Depois de tanto se fixar naquele ponto, à quarta fez uma chamada bastante competente. Ainda assim, não foi além dos 17,52. Na contenda pelo ouro, na corrida a dois pelo título, Díaz continuava de uma regularidade brutal: depois de arrancar a 17,86 metros, fez 17,85 metros no segundo ensaio e 17,84 no terceiro. Esta consistência era importante, pois, em caso de empate, a decisão dar-se-ia pelo segundo melhor salto de cada um. Assim, Pedro Pablo tinha, mesmo, de ir aos 17,87 para garantir o ouro.
Seguiu-se uma jogada arriscada de Pichardo, abdicando do quinto ensaio, guardando forças para uma última tentativa de ir ao ouro. O título olímpico seria para decidir numa derradeira oportunidade, num salto feito já quando a noite caíra totalmente em Paris, as luzes iluminando a pista, a expetativa totalmente colocada nos metros onde se decide o triplo salto.
O português fez-se ao corredor de saltos uma última vez. Respirou fundo, pediu aplausos. Ali ao pé, havia uma bandeira nacional, que se agitava vigorosamente. O campeão de Tóquio correu com velocidade, pareceu fazer um bom salto. Houve segundos de expetativa para saber a marca exata. 17,81 metros. Jordan Díaz era o novo campeão olímpico do triplo salto, com o bronze a ir para o italiano Andy Díaz, outro atleta nascido em Cuba.

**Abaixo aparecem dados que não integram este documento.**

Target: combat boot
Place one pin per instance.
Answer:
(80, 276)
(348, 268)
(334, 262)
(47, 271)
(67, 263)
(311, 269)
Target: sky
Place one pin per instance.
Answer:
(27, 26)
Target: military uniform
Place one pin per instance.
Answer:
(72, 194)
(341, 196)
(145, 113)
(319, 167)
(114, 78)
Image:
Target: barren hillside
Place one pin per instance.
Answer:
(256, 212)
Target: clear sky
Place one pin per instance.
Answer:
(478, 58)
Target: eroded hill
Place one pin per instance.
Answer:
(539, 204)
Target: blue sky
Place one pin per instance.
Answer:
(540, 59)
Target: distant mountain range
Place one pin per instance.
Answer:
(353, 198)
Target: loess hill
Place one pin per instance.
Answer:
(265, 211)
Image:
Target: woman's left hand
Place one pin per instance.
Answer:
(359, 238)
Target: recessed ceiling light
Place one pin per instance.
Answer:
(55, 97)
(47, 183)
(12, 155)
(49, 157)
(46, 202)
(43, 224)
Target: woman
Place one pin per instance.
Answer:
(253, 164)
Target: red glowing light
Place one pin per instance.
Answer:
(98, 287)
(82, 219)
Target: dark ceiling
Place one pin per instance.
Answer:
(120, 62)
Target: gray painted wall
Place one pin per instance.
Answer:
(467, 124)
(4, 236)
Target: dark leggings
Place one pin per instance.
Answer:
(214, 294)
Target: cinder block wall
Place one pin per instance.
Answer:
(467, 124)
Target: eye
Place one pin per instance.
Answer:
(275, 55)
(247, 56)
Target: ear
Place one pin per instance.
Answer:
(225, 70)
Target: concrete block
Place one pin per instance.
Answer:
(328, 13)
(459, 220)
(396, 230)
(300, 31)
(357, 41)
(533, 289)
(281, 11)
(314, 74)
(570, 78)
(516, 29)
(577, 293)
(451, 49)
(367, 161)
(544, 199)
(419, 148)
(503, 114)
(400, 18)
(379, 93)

Ao terminar o concurso, o novo medalhado de prata abraçou-se numa bandeira de Portugal. Esteve longos minutos à conversa com o pai, no canto do estádio olímpico onde passou boa parte da noite. Ser bicampeão, um feito inédito para Portugal, ficou perto. Mas a lenda do voador Pedro Pablo, medalhado de ouro nuns Jogos e de prata noutro, durará para sempre.